Les attentes étaient peut-être élevées lors de la première de l'œuvre de George Sluizer, vieille de dix-neuf ans et aujourd'hui achevée. Sang noir tout simplement trop élevé. Parce que, bien sûr, il est tout à fait approprié que le Netherlands Film Festival ait saisi l'occasion d'une belle rétrospective de Sluizer, l'un des cinéastes néerlandais les plus distingués auprès du monde entier. Auteur du thriller à glacer le sang Sans piste (1988), ainsi que des documentaires dans lesquels il a défendu la cause palestinienne.
Et bien sûr, les applaudissements ont été chaleureux pour le cinéaste de 80 ans qui était présent à Utrecht malgré sa santé fragile, où il a également reçu le premier exemplaire de Celui qui ne se sert pas de ses yeux est un homme perdu. Dans ce livre, il a laissé des souvenirs de sa carrière aventureuse.
Mais cela n'enlève rien au fait que l'histoire - tout à fait dans le style de Sluizer - de la poduction de Sang noir a éclipsé le film lui-même. Peu après le succès de Sans piste Sluizer s'est vu envoyer un scénario par un Australien inconnu. Il en a aimé l'aspect et a même réussi à enrôler le jeune acteur prometteur River Phoenix, comparé à James Dean, pour le rôle d'un ermite qui attend la fin des temps dans le désert.
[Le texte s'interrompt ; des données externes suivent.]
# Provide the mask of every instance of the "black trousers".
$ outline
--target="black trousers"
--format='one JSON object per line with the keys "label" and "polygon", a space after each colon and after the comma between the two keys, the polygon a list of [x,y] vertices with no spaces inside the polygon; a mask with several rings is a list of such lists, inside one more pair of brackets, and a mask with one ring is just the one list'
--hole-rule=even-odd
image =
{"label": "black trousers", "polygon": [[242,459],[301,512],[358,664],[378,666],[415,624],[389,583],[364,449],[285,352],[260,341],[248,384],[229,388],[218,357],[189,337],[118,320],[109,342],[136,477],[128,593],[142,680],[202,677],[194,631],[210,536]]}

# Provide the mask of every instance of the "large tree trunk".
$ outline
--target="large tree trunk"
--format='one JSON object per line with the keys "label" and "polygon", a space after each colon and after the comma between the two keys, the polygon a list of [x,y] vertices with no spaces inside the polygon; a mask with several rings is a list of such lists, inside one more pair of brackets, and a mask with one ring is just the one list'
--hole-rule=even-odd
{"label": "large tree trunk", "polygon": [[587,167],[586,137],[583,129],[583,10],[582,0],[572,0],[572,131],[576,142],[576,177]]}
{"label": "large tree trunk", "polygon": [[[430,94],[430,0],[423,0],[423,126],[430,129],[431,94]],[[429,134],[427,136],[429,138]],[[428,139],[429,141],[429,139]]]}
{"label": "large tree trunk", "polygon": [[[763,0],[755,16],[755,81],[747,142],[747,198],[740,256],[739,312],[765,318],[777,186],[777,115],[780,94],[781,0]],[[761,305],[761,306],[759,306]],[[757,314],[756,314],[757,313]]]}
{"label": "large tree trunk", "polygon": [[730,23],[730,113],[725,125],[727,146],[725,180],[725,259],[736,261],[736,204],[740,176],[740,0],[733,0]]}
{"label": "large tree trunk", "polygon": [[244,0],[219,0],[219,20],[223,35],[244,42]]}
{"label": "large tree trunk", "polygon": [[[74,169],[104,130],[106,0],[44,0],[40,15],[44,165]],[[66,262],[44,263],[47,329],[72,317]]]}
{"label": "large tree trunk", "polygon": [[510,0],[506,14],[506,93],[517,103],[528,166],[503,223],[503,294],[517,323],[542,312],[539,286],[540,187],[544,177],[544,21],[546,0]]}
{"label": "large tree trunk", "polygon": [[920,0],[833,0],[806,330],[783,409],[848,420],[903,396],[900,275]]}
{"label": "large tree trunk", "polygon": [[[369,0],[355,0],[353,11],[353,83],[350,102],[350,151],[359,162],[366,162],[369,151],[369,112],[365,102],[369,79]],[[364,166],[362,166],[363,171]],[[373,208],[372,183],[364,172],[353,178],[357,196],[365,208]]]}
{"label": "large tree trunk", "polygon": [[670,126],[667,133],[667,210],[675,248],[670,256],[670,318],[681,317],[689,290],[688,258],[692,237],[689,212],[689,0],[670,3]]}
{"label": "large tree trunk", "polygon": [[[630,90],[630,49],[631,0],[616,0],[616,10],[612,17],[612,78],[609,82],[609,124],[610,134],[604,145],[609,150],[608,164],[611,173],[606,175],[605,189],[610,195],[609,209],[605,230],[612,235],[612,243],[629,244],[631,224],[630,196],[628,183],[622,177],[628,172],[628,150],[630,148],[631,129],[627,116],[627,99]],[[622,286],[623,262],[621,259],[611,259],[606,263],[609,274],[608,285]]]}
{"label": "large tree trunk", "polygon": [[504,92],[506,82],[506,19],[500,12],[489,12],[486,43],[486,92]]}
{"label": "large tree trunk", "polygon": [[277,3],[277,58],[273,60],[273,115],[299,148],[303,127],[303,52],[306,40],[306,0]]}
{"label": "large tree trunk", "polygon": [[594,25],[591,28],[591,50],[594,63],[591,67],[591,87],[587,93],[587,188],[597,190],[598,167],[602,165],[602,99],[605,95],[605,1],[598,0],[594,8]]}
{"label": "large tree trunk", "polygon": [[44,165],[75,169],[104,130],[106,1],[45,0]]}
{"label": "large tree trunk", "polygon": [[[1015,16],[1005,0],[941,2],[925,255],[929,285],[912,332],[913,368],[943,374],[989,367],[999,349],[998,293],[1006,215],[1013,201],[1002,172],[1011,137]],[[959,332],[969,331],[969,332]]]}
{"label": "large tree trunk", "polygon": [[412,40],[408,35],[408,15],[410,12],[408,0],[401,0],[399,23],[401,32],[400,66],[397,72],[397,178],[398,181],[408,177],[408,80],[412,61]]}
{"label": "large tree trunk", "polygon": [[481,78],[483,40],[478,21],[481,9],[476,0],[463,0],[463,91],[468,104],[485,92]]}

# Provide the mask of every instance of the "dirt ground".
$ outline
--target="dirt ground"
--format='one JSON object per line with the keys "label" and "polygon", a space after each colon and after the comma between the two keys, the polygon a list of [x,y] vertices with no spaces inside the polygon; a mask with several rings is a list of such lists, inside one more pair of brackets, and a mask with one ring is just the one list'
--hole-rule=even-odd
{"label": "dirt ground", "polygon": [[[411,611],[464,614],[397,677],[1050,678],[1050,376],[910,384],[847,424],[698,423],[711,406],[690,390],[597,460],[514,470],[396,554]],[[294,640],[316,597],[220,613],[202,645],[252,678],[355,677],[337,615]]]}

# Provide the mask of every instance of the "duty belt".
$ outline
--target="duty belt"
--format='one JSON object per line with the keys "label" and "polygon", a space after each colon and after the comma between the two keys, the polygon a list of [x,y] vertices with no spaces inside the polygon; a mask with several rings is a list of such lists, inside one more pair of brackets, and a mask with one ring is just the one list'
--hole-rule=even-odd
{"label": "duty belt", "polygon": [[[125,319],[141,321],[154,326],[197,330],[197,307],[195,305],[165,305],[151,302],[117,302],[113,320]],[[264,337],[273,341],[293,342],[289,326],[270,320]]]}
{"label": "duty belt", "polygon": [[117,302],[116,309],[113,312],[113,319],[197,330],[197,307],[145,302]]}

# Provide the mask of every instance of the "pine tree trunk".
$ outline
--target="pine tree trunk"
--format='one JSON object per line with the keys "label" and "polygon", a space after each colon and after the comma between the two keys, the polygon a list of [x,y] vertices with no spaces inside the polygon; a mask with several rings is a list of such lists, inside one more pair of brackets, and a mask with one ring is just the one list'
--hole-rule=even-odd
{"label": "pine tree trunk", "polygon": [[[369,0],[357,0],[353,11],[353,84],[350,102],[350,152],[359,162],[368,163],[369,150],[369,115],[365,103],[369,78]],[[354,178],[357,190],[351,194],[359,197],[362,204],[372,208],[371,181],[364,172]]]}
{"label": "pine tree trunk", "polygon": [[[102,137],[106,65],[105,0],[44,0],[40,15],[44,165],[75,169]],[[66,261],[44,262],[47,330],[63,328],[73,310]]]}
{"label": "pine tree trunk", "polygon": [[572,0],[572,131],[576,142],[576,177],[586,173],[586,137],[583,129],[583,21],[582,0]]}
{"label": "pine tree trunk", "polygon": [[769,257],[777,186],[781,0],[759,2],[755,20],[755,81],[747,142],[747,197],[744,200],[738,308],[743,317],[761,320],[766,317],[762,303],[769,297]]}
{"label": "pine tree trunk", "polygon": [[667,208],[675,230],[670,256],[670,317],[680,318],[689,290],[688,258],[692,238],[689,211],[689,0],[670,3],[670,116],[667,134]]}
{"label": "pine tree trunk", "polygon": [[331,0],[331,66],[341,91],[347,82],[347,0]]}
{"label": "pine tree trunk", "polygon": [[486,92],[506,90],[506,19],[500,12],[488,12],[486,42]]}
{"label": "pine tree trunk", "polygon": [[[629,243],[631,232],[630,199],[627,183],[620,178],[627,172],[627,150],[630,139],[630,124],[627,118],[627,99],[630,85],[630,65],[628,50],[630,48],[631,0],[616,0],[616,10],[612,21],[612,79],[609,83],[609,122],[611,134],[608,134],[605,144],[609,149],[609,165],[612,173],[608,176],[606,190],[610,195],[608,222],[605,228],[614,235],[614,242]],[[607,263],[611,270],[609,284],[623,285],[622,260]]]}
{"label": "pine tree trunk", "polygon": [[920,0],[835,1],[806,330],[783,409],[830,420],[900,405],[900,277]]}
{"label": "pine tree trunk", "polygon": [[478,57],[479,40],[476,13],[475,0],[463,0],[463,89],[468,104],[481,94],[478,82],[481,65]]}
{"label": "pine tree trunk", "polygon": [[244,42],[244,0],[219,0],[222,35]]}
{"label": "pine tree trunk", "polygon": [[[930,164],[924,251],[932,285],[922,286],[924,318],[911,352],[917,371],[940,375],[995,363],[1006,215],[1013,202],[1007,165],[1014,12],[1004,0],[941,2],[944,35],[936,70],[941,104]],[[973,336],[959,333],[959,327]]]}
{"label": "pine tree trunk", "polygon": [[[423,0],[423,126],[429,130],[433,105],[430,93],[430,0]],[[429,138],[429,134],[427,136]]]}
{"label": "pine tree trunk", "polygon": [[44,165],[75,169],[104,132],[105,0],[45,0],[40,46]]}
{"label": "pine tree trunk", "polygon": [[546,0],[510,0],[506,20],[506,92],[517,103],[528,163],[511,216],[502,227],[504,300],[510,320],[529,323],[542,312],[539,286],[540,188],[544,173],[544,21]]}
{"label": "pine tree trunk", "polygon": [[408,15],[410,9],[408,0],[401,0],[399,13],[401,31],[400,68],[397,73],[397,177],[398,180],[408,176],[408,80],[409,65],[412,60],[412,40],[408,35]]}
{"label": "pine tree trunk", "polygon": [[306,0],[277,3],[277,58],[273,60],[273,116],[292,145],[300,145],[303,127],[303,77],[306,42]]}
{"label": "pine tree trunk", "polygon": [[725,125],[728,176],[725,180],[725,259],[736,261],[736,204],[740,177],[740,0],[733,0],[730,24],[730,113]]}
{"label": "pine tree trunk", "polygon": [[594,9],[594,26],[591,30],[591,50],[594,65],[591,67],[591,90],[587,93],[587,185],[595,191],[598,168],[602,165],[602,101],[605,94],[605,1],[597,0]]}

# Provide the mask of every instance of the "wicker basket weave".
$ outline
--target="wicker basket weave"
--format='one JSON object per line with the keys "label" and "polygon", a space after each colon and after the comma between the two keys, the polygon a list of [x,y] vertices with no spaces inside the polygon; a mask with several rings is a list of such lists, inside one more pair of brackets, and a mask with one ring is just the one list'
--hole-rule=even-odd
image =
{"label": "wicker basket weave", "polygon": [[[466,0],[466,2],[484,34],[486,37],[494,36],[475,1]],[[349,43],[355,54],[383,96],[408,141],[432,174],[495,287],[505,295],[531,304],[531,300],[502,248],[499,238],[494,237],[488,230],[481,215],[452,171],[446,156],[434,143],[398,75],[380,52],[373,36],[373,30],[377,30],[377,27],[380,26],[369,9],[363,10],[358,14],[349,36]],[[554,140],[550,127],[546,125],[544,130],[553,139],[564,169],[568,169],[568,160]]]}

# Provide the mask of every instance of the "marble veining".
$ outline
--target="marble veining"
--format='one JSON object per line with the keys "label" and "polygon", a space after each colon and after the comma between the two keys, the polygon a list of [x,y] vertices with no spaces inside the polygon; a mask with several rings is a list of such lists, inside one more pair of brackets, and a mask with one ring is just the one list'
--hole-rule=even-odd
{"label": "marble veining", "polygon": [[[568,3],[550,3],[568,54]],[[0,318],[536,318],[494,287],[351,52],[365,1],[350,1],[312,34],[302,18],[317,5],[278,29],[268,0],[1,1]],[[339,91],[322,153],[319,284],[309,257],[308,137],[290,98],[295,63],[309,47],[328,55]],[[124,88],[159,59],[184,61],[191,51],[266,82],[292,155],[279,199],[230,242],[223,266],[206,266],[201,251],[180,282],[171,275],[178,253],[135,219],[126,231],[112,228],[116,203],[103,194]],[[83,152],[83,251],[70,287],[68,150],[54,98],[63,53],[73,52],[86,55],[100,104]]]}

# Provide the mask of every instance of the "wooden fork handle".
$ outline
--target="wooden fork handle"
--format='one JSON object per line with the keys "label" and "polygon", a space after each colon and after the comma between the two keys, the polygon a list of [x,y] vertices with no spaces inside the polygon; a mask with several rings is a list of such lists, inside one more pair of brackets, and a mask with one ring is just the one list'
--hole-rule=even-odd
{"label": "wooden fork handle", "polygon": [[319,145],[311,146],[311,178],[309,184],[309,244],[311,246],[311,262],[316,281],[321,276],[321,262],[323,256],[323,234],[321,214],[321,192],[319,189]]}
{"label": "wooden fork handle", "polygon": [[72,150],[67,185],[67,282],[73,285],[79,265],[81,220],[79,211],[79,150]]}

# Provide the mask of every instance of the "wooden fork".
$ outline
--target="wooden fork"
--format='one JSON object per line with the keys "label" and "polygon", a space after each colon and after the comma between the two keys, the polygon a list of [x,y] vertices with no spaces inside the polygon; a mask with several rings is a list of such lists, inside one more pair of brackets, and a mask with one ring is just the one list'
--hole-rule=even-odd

Sluizer a tourné le film en 1993, mais Phoenix est mort d'une overdose juste avant la fin du tournage. La compagnie d'assurance a confisqué le matériel tourné. Lorsque Sluizer a découvert en 1999 qu'il risquait d'être détruit, il a réussi à remettre la main sur les images. Il y a quatre ans, Sluizer a échappé de peu à la mort à la suite d'une rupture artérielle, ce qui lui a permis de réaliser le film encore inachevé. Sang noir a acquis une certaine urgence. Sluizer a également vu dans l'achèvement du film un hommage à River Phoenix. Avec le soutien du Film Fund et une solide campagne de crowdfunding, la version finale actuelle a été montée, dans laquelle les scènes manquantes sont remplies à l'aide d'une voix off. Une solution qui fonctionne plutôt bien, car elle ajoute un sens de l'ironie dont cette histoire curieuse, mais aussi quelque peu artificielle, pourrait bien se passer.
Jonathan Price et Judy Davis (avec un sarcasme acéré) jouent un couple hollywoodien qui se chamaille et dont la voiture tombe en panne et se retrouve entre les mains de l'excentrique joué par Phoenix. Ce qui nous est alors présenté à grands traits est en partie un triangle amoureux classique, en partie une histoire métaphorique avec des références aux essais atomiques dans la région et au sort des Indiens. Malheureusement, les rôles sont peu approfondis et la sensualité et la menace de violence sont prévisibles et parfois même pathétiques plutôt que véritablement inquiétantes ou obsédantes. Ce n'est pas une histoire qui te prend par la peau du cou. Quand Sang noir avait simplement été terminé à l'époque, il serait maintenant probablement un interlude dans l'œuvre formidable de Sluizer - un exercice intriguant mais pas entièrement réussi dans le genre du film de série B. Bien qu'il soit agréable de pouvoir voir le film aujourd'hui.
Comme les droits n'ont pas encore été réglés - cela pourrait bien être une affaire juridique compliquée - la présentation au Netherlands Film Festival doit se faire avec prudence pour éviter les visites d'avocats. La première d'hier soir était réservée aux invités. Pour les autres curieux Sang noir au moins encore projeté le mardi, déguisé en film surprise (gratuit).